7 MIN READ
The Unique Selling Proposition: Finding Your "Competitive Edge"
For years, business trainers have stressed the importance of "USPs" (Unique Selling Propositions).
Your USP is the unique thing that you can offer that your competitors can't. It's your "Competitive Edge." It's the reason why customers buy from you, and you alone.
USPs have helped many companies succeed. And they can help you too when you're marketing yourself (when seeking a promotion, finding a new job, or just making sure that you get the recognition you deserve.) If you don't have a USP, you're condemned to a struggle for survival – that way lies hard work and little reward.
However, USPs are often extremely difficult to find. And as soon as one company establishes a successful USP in a market, competitors rush to copy it.
In this article, we'll explore how you can use USP Analysis to help you find your USP, and to think about how you'll defend it.
How to Use the Tool
Download our free worksheet to record your analysis, and then follow these four steps:
1. Understand the Characteristics That Customers Value
First, brainstorm what customers value about your product or services, and about those of your competitors. Move beyond the basics that are common to all suppliers in the industry, and look at the criteria that customers use to decide which product or service to buy.
As with all brainstorming, by involving knowledgeable people in the process, you'll improve the range of characteristics you'll identify. So talk to salespeople, customer service teams and, most importantly, to customers themselves.
2. Rank Yourself and Your Competitors by These Criteria
Now, identify your top competitors. Being as objective as you can, score yourself and each of your competitors out of 10 for each characteristic. Where possible, base your scores on objective data. Where this isn't possible, do your best to see things from a customer's perspective and then make your best guess.
3. Identify Where You Rank Well
Plot these points on a graph. This helps you spot different competitors' strengths and weaknesses.
And, from this, develop a simple, easily communicated statement of your USP.
When you identify your USP, make sure that it's something that really matters to potential customers. There's no point in being the best in the industry for something that they don't care about.
4. Preserve Your USP (and use it!)
The final step is to make sure that you can defend your USP. You can be sure that as soon as you start to promote a USP, your competitors will do what they can to neutralize it. For example, if you've got the best website, they'll bring in a better web designer. Or if you've got a great new feature in your product, you'll see it in theirs next year.

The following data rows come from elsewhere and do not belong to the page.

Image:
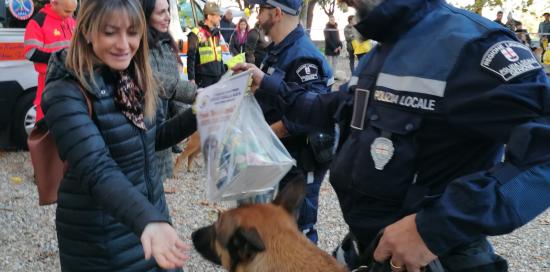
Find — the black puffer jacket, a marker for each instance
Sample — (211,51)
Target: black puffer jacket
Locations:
(112,189)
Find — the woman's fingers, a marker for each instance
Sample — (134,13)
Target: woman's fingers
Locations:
(182,246)
(146,243)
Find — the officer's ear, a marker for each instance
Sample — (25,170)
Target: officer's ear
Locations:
(278,13)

If you've established a USP, it makes sense to invest to defend it – that way, competitors will struggle to keep up: by the time they've improved, you've already moved on to the next stage.
And once you've established a USP, make sure that the market knows about it!

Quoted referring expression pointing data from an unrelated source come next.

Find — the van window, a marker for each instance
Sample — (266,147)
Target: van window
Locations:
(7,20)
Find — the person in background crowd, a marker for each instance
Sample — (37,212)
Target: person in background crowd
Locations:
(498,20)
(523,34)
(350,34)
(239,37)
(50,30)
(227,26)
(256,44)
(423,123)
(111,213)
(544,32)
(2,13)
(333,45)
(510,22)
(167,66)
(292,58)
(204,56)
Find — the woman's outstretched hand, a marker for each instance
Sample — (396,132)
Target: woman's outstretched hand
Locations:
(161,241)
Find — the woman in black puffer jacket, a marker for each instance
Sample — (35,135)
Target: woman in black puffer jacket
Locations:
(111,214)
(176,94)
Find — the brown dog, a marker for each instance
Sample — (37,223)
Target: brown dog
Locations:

Dan Jackson, the new CEO of LPC Office Supplies, was worried. He was confused by the situation he'd inherited, and felt that the company was drifting. Part of this, he felt, was that the company had no distinctive market position. He decided to use USP Analysis to find one.
After talking to the company's biggest customers, Dan has identified the following criteria as important:
- Quality of merchandise.
- Catalog quality.
- Website appearance and navigation.
- Ease of ordering.
- Speed of delivery.
- Reliability of delivery.
He then ranks LPC and its competitors using the criteria that he had identified. Some criteria he assesses objectively, and on others he relies on instinct, market reputation and salespeople's reports. This gives him the information in the table below:
|Criterion||LPC Supplies||Barnwick Smith||Roskan Group||HTX Supplies|
|Ease of Ordering||7||7||7||6|
|Speed of Delivery||6||7||9||7|
Using these rankings, Dan plots this graph:
As he does, different industry USPs start to become obvious. Barnwick Smith seems to operate a "pile 'em high and sell 'em cheap" policy. The Roskan Group seems to focus on fast, reliable delivery, possibly of urgent, essential materials.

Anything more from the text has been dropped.